Quickly, it’s my 18th wedding anniversary. We had our special dinner last Friday night, but this weekend left me wiped out. Saturday I was up early to take my oldest to his final indoor percussion competition, which went on all day, 7:30 a.m. until well after 10 p.m.. His school won first place, statewide, in class A, with the best overall score of any group in the whole competition. Woot-woot!

Saturday between trips to the competition host school, which my wife and I tag-teamed, I had to go to our church and do the worship practice for Sunday morning—I do lighting. We also had a special worship service Sunday night which required some re-rigging of lights. I also was asked to give my personal testimony Sunday morning.
I got up at 5:30 a.m. both days this weekend. I went all day long (I did take a little nap Saturday afternoon) both days. I am wiped.
Oh, and today is my 18th wedding anniversary. Did I mention that? Yeah.
So, it’s also 70 days into the Trump administration. For people keyed in on political news, every day is like my weekend. Nationally, people in the media are wiped. People in politics can’t keep up with the news cycle. One day it’s Trump uber alles, the next, it’s craptacular, when Rep. Elise Stefanik got pulled from the administration to keep a narrow majority in the GOP-led House, because Republicans don’t think they can hold even a single safe seat right now.

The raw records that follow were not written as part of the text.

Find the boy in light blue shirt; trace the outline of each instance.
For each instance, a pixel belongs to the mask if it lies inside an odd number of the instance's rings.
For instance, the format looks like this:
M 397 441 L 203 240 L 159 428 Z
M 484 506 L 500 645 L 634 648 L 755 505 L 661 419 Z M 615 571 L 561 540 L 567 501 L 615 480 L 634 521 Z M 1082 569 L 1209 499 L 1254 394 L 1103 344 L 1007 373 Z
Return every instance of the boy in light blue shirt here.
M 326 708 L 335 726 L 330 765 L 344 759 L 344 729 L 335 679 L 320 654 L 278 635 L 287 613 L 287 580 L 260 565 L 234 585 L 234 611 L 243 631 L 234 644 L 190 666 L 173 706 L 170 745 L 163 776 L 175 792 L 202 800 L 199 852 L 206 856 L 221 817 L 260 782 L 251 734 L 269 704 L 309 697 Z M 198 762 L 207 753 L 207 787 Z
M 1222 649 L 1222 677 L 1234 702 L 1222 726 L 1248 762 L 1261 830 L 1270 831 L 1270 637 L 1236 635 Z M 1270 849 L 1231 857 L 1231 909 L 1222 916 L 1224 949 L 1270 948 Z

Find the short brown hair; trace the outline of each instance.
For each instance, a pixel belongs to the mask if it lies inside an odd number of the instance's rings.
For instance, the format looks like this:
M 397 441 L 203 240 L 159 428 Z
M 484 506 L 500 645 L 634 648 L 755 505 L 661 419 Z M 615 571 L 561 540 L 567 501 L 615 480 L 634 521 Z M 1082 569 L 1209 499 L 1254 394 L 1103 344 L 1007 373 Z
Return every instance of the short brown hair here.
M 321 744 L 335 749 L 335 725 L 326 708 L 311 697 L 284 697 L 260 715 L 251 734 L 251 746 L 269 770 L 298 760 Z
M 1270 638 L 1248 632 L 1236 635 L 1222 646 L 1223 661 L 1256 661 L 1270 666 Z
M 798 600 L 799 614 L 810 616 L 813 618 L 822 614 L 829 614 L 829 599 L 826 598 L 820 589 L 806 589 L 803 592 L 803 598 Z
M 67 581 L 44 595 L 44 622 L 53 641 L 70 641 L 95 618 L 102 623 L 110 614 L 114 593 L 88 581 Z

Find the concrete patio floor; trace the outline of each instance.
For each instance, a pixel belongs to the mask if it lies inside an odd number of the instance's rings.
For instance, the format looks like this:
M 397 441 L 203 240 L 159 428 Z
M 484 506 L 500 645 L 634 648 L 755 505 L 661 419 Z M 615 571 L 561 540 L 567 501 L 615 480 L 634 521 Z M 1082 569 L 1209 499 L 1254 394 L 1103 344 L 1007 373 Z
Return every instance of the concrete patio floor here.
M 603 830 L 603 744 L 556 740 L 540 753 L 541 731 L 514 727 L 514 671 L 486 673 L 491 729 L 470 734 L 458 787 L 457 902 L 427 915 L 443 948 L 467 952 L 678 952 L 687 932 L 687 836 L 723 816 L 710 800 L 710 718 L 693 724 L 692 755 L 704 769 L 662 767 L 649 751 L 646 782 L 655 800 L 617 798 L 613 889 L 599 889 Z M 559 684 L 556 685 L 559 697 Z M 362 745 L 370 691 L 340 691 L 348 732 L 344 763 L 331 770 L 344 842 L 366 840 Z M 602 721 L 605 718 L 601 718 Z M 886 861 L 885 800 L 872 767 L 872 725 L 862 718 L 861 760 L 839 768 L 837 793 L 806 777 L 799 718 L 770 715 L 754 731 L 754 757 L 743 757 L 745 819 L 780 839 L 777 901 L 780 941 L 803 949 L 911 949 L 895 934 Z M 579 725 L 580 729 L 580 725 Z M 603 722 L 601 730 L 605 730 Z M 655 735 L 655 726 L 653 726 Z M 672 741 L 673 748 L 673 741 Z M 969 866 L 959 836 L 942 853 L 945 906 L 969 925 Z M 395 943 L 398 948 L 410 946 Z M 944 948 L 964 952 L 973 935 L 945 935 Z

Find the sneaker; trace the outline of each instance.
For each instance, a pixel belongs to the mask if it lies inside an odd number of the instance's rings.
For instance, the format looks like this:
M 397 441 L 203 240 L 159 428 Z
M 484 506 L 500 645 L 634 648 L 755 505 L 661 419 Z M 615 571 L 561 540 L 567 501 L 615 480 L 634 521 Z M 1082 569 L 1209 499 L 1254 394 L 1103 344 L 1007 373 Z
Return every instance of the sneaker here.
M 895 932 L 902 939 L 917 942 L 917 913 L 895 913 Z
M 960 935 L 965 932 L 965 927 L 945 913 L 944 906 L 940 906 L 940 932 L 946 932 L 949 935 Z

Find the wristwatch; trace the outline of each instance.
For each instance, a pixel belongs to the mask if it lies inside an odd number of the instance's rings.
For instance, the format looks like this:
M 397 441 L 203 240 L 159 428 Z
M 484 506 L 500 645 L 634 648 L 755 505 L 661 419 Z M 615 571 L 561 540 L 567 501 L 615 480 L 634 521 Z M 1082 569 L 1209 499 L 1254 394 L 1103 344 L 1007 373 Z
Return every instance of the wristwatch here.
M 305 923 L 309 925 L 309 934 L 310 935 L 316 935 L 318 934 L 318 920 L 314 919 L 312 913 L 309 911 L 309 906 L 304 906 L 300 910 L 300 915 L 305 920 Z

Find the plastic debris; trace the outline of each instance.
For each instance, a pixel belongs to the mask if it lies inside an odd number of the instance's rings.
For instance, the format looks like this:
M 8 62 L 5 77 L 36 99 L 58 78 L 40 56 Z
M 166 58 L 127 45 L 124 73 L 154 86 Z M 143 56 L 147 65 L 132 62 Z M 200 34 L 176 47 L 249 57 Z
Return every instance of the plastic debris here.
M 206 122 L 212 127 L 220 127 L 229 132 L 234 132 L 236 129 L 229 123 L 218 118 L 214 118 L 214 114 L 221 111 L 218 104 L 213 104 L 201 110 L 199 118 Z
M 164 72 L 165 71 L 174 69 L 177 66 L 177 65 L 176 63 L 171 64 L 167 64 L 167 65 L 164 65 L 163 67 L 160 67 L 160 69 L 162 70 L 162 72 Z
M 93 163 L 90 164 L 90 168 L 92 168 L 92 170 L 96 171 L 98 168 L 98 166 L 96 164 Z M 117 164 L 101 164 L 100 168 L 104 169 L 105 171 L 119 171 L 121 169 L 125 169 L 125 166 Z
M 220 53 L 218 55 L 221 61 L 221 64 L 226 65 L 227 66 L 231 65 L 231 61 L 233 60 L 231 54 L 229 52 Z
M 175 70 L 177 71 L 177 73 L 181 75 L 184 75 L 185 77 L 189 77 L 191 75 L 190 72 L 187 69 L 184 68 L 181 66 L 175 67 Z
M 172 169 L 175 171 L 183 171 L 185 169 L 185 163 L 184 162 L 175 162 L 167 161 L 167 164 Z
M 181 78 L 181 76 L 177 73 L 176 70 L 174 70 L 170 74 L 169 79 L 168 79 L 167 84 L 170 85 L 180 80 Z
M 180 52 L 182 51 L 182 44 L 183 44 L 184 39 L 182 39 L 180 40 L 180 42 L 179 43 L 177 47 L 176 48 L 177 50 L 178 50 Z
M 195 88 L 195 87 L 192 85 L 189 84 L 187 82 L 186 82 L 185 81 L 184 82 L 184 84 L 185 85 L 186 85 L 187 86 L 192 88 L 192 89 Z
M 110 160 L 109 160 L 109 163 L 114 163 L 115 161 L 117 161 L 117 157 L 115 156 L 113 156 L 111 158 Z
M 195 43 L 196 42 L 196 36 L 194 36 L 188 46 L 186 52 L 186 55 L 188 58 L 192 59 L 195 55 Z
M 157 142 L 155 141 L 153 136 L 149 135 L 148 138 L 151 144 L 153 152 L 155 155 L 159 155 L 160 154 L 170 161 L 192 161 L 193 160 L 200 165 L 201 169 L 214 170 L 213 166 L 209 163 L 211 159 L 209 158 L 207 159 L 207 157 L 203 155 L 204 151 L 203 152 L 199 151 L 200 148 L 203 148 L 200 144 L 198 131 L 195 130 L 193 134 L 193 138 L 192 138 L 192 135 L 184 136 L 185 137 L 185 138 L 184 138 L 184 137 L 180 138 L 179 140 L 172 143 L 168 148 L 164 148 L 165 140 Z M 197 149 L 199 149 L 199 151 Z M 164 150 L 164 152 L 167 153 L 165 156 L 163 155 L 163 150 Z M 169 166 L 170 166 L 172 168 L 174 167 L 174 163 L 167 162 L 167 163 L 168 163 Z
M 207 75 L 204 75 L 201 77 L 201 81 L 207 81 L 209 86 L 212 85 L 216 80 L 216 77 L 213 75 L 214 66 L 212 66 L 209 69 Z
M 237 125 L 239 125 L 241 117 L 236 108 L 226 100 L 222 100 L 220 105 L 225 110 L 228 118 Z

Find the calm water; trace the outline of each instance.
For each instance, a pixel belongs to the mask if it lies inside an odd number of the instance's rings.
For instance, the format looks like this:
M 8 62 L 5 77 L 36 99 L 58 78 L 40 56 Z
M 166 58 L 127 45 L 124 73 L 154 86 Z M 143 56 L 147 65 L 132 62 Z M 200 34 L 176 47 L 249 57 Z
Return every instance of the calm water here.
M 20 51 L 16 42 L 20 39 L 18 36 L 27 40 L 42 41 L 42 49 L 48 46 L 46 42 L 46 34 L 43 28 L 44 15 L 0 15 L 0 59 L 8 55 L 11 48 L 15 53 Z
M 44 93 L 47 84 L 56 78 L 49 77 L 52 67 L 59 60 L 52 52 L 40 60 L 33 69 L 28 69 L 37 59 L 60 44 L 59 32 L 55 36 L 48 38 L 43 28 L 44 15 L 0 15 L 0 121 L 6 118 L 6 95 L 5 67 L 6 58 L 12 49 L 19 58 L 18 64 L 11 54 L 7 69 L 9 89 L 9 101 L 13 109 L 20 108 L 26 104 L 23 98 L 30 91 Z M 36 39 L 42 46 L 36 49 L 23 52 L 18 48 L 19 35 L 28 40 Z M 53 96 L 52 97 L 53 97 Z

I’ve been examining my life. That might seem like a depressing waste of time (Me: “How did we get here?” Me answering: “re-evaluate my life choices.”) but it’s not. It’s a refining of purpose, and a distilling of things that bring joy. If you boil off the other stuff, and condense what remains, you get the joy. Giving my testimony, thinking about God’s goodness, and the life I have, is a good distilling process.
Thinking about how our nation, our culture, got where we are, outside the context of the last 70 days, is a much bigger re-examining. I’m working on it.
I’ve spent the morning praying for the incarcerated and those engaged in prison ministry (I support Kairos Prison Ministry, which does much in this area). I also had a wide-ranging conversation with Grok, xAI’s AI. (Did you know that xAI bought X, according to Elon Musk?) We talked about cultural trends and economic opportunities across generations. The Greatest Generation then the Boomers, then the Gen-X. Millennials and their kids and the way jobs, values, and economic assumptions work. In other words, I got nerdy about “how did we get here?”
What I have found so far is that every generation makes lots of decisions based on the lens of its own experience, and has tremendous blind spots about how that affects the next generations. The cheap college that my parents demanded I graduate in the late 80s is no longer cheap for those who graduated 18 years later than me. And for my kids, it’s crushing, and the debt associated with it will hinder their opportunities.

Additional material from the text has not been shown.